We present a unique case of recurrent pericarditis following a BiV-ICD implantation in a patient with non-ischemic cardiomyopathy due to ILVNC. The exact mechanism for the development of pericarditis in this case remains unclear, but it is unlikely that right atrial and ventricular leads were the cause of the pericarditis because the CT scan post procedure showed no evidence of lead perforation. The placement of the LV pacing lead in the CS matching the area of non-compaction (inferolateral and lateral LV wall) may be a possible explanation for the pericarditis.

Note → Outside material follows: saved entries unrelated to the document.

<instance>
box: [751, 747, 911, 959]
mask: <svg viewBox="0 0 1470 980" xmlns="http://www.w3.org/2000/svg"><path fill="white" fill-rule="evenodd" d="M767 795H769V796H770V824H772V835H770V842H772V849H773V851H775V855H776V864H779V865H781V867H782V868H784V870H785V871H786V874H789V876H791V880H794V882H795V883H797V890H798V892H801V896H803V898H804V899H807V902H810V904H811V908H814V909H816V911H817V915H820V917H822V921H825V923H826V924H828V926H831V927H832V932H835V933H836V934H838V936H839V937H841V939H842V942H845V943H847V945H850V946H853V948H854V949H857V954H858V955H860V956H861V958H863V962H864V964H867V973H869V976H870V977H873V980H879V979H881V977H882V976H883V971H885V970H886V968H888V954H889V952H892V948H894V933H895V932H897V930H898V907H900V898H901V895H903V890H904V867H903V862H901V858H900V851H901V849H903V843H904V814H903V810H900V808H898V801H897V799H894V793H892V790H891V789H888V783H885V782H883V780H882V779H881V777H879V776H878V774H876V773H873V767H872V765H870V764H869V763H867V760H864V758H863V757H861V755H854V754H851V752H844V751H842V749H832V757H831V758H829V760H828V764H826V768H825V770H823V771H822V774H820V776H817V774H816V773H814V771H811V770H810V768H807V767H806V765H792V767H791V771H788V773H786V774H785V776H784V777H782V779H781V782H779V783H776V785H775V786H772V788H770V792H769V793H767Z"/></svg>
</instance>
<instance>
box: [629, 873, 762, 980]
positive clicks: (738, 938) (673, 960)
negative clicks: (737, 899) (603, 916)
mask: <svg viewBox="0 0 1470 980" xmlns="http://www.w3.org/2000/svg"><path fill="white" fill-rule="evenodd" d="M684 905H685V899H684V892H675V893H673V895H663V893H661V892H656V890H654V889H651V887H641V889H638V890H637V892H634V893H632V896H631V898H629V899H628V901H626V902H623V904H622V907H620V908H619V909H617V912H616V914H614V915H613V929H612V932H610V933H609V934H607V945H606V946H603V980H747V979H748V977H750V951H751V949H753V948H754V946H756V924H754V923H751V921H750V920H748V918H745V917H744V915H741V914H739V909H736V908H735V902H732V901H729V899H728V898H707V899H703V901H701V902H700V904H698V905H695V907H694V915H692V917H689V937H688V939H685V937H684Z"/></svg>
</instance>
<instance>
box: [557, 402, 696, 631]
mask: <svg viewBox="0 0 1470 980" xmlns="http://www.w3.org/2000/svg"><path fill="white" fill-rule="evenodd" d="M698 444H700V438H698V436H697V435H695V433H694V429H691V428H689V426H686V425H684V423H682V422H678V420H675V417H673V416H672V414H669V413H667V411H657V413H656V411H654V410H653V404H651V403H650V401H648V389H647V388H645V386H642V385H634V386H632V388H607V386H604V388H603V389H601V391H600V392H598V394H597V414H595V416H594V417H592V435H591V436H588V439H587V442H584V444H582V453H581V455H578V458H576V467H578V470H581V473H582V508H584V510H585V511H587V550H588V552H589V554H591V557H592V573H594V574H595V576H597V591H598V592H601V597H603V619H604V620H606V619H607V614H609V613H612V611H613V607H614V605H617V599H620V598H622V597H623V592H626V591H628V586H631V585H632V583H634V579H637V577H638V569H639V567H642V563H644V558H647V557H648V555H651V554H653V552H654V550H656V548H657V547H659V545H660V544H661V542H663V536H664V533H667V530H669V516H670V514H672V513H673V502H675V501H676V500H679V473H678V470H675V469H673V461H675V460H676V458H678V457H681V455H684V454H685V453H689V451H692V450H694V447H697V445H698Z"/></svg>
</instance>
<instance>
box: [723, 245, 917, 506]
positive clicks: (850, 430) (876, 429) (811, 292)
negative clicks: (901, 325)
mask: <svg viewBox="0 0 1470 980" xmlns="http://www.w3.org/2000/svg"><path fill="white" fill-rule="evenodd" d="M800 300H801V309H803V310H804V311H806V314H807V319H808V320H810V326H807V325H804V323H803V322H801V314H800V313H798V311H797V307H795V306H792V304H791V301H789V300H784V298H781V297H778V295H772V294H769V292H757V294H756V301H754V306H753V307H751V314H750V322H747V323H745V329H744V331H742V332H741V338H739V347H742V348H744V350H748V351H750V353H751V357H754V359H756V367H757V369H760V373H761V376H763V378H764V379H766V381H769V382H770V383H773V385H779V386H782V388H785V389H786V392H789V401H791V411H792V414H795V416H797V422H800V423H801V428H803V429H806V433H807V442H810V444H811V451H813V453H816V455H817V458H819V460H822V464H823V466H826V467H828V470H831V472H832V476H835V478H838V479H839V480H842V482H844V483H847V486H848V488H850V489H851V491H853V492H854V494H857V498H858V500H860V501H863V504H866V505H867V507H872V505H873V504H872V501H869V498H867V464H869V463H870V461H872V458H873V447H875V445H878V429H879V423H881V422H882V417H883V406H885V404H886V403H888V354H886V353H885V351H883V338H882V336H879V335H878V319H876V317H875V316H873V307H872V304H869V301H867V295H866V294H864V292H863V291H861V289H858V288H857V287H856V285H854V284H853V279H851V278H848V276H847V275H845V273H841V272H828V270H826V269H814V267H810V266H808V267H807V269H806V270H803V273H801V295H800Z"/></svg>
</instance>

In these areas, there is a thinner, compacted epicardial layer and a much thicker, non-compacted endocardial layer with prominent trabeculations and intertrabecular spaces.5 Pacing the LV epicardially through the thinner compacted layer could lead to pericarditis. The mere presence of the LV in the CS near the area of non-compaction is also a possible mechanism for pericarditis. A unique feature in our case is the presence of recurrent pericarditis after 1 year that responded very well to colchicine.
In conclusion, it is possible that patients with ILVNC are more prone to develop recurrent pericarditis after a BiV-ICD implant. Though placing the LV lead in the same area as the non-compacted muscle may cause the patient to respond better to CRT-D, there may also be a greater risk of recurrent pericarditis following the procedure.